FIGS. 14A to 14C illustrate a mobile phone utilizing a motor according to the present invention. FIG. 14A shows the external view of a mobile phone 700, and FIG. 14B shows its exemplary internal configuration. The mobile phone 700 includes a MPU 710 for controlling the operation of the mobile phone 700, a fan 720, and a fuel cell 730. The fuel cell 730 supplies power to the MPU 710 and the fan 720. The fan 720 is installed mainly to exhaust the interior of the mobile phone of water which will be produced by the fuel cell 730. The fan 720 may be installed over the MPU 710, as illustrated in FIG. 14C, to cool the MPU 710. various rotation type brushless motors described above can be used as the motor for driving the fan 720.
The present invention is not limited to the embodiments described above inasmuch as the embodiments and examples described in the embodiments of the invention may be suitably combined, modified, or improved as necessary.

Claims

1. An electric motor having an electromagnetic coil, wherein

the electromagnetic coil has wiring formed by a vapor deposited insulating layer wound on the entire exterior circumference of a conductive substrate.

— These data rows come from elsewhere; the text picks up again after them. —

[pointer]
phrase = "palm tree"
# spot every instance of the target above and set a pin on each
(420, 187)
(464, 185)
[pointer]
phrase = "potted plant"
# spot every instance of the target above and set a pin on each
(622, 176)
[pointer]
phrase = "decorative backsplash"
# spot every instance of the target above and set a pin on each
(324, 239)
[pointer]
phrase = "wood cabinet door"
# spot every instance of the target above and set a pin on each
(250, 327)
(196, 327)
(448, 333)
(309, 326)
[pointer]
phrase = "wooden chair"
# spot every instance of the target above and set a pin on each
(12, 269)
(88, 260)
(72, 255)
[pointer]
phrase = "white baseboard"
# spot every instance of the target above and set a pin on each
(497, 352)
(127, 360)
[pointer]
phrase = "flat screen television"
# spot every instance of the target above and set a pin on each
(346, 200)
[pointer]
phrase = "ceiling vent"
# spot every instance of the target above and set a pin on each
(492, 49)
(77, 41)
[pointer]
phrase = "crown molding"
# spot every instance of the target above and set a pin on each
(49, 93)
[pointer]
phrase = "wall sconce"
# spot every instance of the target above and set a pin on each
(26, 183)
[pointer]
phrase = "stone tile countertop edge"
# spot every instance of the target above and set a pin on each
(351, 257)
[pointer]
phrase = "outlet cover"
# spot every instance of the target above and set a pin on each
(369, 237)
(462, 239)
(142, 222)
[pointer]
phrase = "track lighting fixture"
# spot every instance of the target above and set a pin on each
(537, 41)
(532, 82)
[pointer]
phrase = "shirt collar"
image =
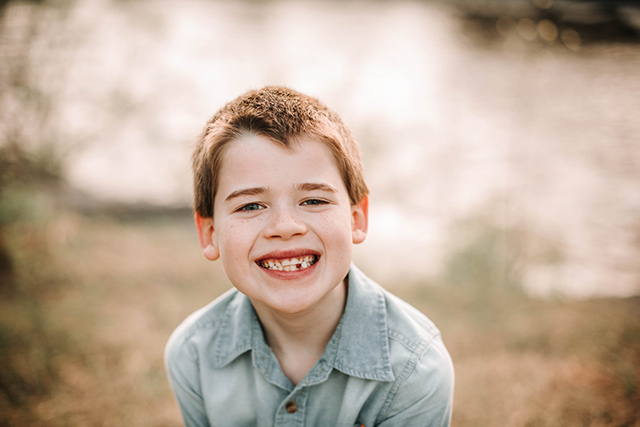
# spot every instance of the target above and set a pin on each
(359, 346)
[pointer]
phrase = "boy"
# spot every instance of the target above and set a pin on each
(305, 338)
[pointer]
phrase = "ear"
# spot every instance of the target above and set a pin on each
(204, 226)
(360, 220)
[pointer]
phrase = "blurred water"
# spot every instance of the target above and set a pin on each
(535, 140)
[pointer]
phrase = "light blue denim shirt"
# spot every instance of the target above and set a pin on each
(385, 365)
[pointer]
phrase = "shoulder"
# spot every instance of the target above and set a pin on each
(200, 326)
(423, 371)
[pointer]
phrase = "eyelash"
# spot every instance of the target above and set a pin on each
(314, 202)
(250, 207)
(246, 208)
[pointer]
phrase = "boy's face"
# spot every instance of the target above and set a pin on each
(283, 224)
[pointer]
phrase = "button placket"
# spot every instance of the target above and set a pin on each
(291, 406)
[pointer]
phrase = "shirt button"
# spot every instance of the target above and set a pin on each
(291, 407)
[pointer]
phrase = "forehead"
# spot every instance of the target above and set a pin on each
(258, 161)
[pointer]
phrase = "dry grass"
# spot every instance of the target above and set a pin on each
(83, 334)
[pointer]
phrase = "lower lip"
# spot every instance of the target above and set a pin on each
(289, 275)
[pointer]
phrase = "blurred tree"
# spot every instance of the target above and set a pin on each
(34, 54)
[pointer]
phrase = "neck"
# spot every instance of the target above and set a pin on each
(299, 339)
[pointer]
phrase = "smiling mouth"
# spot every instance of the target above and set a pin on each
(288, 264)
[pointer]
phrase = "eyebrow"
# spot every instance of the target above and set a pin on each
(306, 186)
(253, 191)
(314, 186)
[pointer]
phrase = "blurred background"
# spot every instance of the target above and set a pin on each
(500, 141)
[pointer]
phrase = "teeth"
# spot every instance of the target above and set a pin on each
(290, 264)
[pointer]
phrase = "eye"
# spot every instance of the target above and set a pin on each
(250, 207)
(314, 202)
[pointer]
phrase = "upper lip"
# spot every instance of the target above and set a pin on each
(288, 253)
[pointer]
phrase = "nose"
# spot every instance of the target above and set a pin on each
(284, 223)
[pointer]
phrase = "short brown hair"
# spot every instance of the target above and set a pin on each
(282, 115)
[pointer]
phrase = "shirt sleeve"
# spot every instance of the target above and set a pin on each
(184, 375)
(423, 395)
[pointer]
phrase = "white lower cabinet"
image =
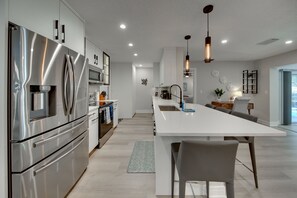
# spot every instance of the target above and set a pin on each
(93, 129)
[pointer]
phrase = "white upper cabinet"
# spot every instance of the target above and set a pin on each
(72, 29)
(47, 17)
(94, 54)
(171, 66)
(36, 15)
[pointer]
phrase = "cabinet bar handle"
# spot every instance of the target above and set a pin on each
(56, 30)
(63, 34)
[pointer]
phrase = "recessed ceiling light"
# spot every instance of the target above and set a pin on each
(123, 26)
(224, 41)
(289, 42)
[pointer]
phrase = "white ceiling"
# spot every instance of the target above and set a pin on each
(155, 24)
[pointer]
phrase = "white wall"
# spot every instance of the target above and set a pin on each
(134, 90)
(268, 98)
(3, 101)
(156, 74)
(206, 83)
(122, 88)
(189, 81)
(144, 92)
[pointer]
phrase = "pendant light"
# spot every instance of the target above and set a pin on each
(207, 51)
(187, 63)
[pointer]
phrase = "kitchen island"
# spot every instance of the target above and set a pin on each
(203, 124)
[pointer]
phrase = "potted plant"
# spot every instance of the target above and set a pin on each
(219, 93)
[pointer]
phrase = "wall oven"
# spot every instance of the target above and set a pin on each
(106, 122)
(95, 75)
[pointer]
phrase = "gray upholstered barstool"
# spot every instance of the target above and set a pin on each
(204, 161)
(248, 140)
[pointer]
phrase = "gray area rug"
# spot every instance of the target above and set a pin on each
(142, 159)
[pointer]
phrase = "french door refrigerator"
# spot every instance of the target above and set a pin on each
(47, 115)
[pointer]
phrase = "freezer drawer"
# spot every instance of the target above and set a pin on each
(54, 176)
(27, 153)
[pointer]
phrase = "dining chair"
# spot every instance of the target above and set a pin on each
(203, 161)
(240, 104)
(247, 140)
(222, 109)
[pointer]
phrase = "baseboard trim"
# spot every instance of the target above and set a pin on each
(272, 124)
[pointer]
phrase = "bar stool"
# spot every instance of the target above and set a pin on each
(204, 161)
(222, 109)
(247, 140)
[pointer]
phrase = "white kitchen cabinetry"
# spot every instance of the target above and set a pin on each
(72, 29)
(36, 15)
(93, 129)
(171, 66)
(94, 54)
(115, 114)
(46, 18)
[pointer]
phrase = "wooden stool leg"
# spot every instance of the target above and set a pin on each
(253, 159)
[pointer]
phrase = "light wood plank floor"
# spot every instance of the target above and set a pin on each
(107, 175)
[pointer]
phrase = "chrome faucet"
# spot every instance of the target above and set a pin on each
(180, 94)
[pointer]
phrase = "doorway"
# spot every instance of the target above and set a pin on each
(189, 87)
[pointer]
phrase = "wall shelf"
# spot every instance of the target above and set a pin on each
(250, 81)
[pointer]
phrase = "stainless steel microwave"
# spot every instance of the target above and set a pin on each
(95, 75)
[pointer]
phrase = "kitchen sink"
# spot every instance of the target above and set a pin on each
(168, 108)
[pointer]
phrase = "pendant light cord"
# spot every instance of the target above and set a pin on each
(187, 48)
(207, 24)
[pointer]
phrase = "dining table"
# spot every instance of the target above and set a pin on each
(194, 122)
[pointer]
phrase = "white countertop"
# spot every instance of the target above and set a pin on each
(205, 122)
(93, 108)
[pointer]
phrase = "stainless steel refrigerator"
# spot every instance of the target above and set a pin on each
(47, 115)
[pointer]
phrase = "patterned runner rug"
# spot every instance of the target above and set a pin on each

2. The electric motor according to claim 1, wherein the vapor deposited insulating layer is an insulating layer vapor-deposited on a conductive substrate.

3. The electric motor-according to claim 1, wherein the vapor deposited insulating layer is formed by spattering the insulating layer on the conductive substrate.

4. The electric motor according to claim 1, wherein the vapor deposited insulating layer is formed of an oxide or nitride.

5. A method for manufacturing an electric motor having an electromagnetic coil, the method comprising:

forming an insulating layer on the entire exterior circumference of a conductive substrate by evaporation vapor deposition or spattering; and

producing windings on the conductive substrate.

6. The method for manufacturing an electric motor according to claim 5, wherein the insulation layer is formed after producing windings on the conductive substrate.

7. The method for manufacturing an electric motor according to claim 5, wherein the insulating layer is formed of an oxide or nitride.

8. The method for manufacturing an electric motor according to claim 5, wherein the insulating layer is formed when bilateral ends of the conductive substrate are masked,

the method further comprising: connecting the bilateral ends of the conductive substrate to other terminals.

9. An electromagnetic coil for an electric motor, having wiring formed by a vapor deposited insulating layer wound on the entire exterior circumference of a conductive substrate.

10. An electronic device, comprising:

the electric motor according to any one of claim 1; and

a driven member driven by the single-phase brushless motor.

11. The electronic device according to claim 10, wherein the electronic device is a projector.

12. A fuel cell equipped apparatus, comprising:

the electric motor according to any one of claim 1

a driven member driven by the single-phase brushless motor; and

a fuel cell for supplying power to the single-phase brushless motor.